Via Chris Breeze Flickr
No One Gets It Right 100% Of The Time
Did you know that you don’t actually need to get the mic choice or placement perfectly the first time, 100% of the time? In fact most professionals can’t do that themselves. They probably get it right 85% of the time. But then have to move and tweak a good chunk of the time also. That’s the big secret about mic placement, that what you see in the final studio pictures isn’t likely where those mics were initially placed.
Imagine for a minute that 4 times out of 5 you set up your recording chain just right for that solid sound you want. That would be incredible! Only being wrong once out of five mic setups! Not bad if you think about it like that. You’d be a solid and dependable engineer. Someone who generally gets the sound he/she wants early on in the session. No one will care that you have to experiment and move a few mics around after that.
85% Is Better Than 0%
If you’re like me, you want to be freaking incredible at recording and mixing. You want to deliver a perfect track every time. You devour audio books, blogs, and magazines as fast as you can, hoping to discover that magic bullet for pro recordings or at least trying to get all the pieces in place to be the next Chris Lord Alge or Mark Endert (Maroon 5, Madonna).

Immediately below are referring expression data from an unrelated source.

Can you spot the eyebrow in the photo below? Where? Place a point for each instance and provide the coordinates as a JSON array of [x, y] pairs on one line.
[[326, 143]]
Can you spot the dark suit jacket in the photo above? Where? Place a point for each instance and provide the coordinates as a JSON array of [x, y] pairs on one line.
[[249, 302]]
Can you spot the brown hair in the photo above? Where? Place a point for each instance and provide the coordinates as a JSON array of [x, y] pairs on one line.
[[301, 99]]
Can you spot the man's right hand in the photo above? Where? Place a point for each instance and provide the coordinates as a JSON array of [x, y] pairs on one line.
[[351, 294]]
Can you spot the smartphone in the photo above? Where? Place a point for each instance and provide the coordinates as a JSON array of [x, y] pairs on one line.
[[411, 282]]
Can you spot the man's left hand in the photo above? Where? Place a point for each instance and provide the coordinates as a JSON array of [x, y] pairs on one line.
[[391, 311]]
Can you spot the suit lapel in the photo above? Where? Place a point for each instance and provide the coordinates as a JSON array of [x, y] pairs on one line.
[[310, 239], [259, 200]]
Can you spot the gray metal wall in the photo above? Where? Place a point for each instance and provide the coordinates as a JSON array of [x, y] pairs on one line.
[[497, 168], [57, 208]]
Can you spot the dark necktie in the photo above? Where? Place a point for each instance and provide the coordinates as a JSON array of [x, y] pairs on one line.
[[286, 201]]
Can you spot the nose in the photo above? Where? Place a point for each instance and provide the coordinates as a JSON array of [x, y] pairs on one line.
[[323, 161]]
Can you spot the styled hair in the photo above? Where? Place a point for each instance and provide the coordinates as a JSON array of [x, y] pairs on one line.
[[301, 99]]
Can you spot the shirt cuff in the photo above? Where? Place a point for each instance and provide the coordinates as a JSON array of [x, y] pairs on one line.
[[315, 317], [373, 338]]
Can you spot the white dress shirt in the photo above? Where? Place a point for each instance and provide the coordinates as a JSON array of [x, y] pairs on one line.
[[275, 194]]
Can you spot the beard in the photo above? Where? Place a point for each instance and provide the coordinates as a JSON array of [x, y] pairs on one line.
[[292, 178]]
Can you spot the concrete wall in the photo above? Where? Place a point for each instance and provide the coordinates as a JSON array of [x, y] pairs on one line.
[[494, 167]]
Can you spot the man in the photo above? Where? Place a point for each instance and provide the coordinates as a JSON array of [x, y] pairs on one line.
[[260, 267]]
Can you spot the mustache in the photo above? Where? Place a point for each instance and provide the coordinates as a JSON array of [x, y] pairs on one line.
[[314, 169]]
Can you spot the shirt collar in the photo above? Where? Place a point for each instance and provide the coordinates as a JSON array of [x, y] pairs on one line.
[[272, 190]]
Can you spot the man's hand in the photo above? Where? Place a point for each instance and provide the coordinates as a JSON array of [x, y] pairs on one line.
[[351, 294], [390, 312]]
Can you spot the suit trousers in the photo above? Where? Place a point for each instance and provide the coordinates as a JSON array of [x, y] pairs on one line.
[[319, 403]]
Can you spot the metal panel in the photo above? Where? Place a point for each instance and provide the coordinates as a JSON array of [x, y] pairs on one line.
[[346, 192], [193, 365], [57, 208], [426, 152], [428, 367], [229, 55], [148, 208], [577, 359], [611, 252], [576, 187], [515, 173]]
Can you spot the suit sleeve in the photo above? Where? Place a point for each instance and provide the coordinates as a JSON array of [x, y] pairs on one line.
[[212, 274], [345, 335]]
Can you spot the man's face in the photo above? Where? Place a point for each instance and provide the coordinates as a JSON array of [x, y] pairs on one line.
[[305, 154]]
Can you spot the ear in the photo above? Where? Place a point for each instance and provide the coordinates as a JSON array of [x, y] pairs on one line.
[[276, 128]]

But what happens is you never actually make any recordings. Or at least you never finish a project. You’re too embarrassed. It doesn’t sound perfect. You didn’t nail it on the first try. Guess what? You’re human. Get over trying to shoot for perfection and instead shoot for 85%. If you were 85% as good as you want to be and got 85% as many projects completed as you desired, you’d still have WAY more quality music coming out of your studio than if you stubbornly nit pick your stuff and never finish a project.
Cut Yourself Some Slack
My heart in this post is to motivate you to actually get off your couch and go make music. That’s how you’ll actually get better. That’s how you’ll start to see improvement. That’s how your percentage of awesomeness per recording session will shoot up dramatically. Not if you just sit around debating which converters to buy next or whether or not LCR panning is God’s gift to mixing or just a silly idea.
Don’t put so much pressure on yourself to have it all figured out and know it all. I sure as heck don’t know it all. But I’m getting after it as much as I can to learn, improve, make great music that moves people and encourages people. Don’t try to be perfect. Just get 85% of the way there and you’ll be just fine.